Ostatnie wydarzenia związane ze śmiercią małego Kamila z Częstochowy pokazały, jak nieszczelny jest system prawny w Polsce.
– W naszym systemie nie brakuje kanałów, którymi można zgłaszać naruszenia. Brakuje czasem świadomości, że one istnieją, oraz odwagi i determinacji, aby naruszenia zgłaszać. Fundacja Dajemy Dzieciom Siłę przygotowała informator dla nauczycieli, lekarzy, opiekunów, w którym jest mowa o tym, jakie działania podejmować w konkretnych sytuacjach. Opisano tu wszystkie kroki interwencji, które musimy podjąć, gdy mamy podejrzenie, że dziecku dzieje się krzywda. Prawnie naprawdę jesteśmy jako państwo dobrze zorganizowani, a praktyka kuleje, ponieważ w Polsce wszystko bardzo długo trwa. Brakuje nam szybkich ścieżek działania. Rządzący nie powinni skupiać się na wymyślaniu nowych systemów prawnych, ale na usprawnieniu tych, które są, ponieważ są one wystarczające. Ja pełniąc funkcję rzecznika, uruchomię adres mailowy, na który uczniowie będą mogli do mnie pisać, a także z dużym prawdopodobieństwem będę funkcjonować w mediach społecznościowych. Chciałabym również umożliwić składanie anonimowych pism. Pomimo że anonimową skargę jest trudniej rozpatrzyć, myślę że taka forma jest potrzebna.

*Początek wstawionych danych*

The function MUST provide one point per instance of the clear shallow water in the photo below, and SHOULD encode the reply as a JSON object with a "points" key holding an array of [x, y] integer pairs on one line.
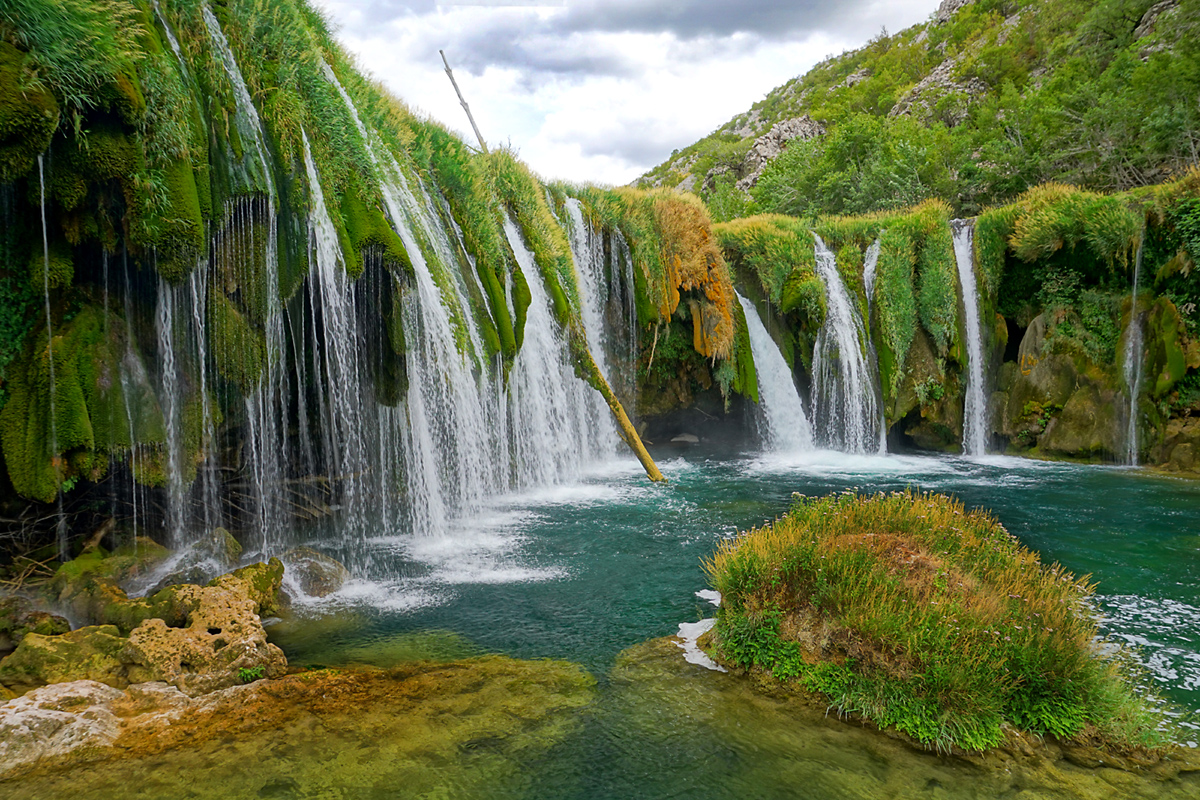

Nie obawia się Pani, że z Jej pomocy skorzystają uczniowie, którzy świadomi swoich praw będą o nie walczyć, tymczasem ci najsłabsi zaginą w systemie? Myślę przede wszystkim o uczniach z niepełnosprawnością, szczególnie intelektualną, a także o tych zmagających się z różnego rodzaju zaburzeniami psychicznymi.
– Będzie to dla mnie duże wyzwanie. Chcę się szczególnie uwrażliwić na najbardziej potrzebujących uczniów, dlatego w kontaktach ze szkołami będę próbowała wyłuskać ich problemy. Pełniąc swoje obowiązki, przez większość czasu będę stacjonować przy jednej z poznańskich poradni psychologiczno-pedagogicznych. To miejsce, w którym jest większa świadomość dzieci potrzebujących największego wsparcia. Mam nadzieję, że dzięki różnym kanałom komunikacyjnym uda mi się dotrzeć do dzieci i rodziców dzieci z wyjątkowymi potrzebami. Zdaje sobie sprawę, że będąc jedną osobą zatrudnioną na pół etatu, nie da się wszystkiego zrobić naraz. Wierzę jednak, że małymi krokami uda mi się wesprzeć choć część z dzieci.
Jak łagodzić napięcie pomiędzy prawami ucznia, nauczyciela, rodzica a mechanizmami systemu?
– Jest to trudne, ponieważ relacja szkolna oparta jest na trójkącie: rodzic, nauczyciel, dziecko. Dlatego przede wszystkim warto określić role każdej z tych stron. Szkoły niechętnie korzystają z roli mediatorów, ponieważ instytucja często stawiana jest nad dzieckiem i rodzicem. Aby była relacja, podmioty muszą znajdować się na równym poziomie. Moją rolą będzie szukanie wspólnych rozwiązań, a nie antagonizowanie. Mam świadomość, że są problemy, których nie uda nam się rozwiązać. Chociażby to, że z jednej strony uczeń ma prawo do dobowego odpoczynku i do sensownego rozłożenia planu lekcji, a z drugiej roczniki są przeładowane i w szkołach brakuje zoptymalizowanego planu lekcji. Pewne często niełatwe rozwiązania systemowe czasem po prostu trzeba zaakceptować.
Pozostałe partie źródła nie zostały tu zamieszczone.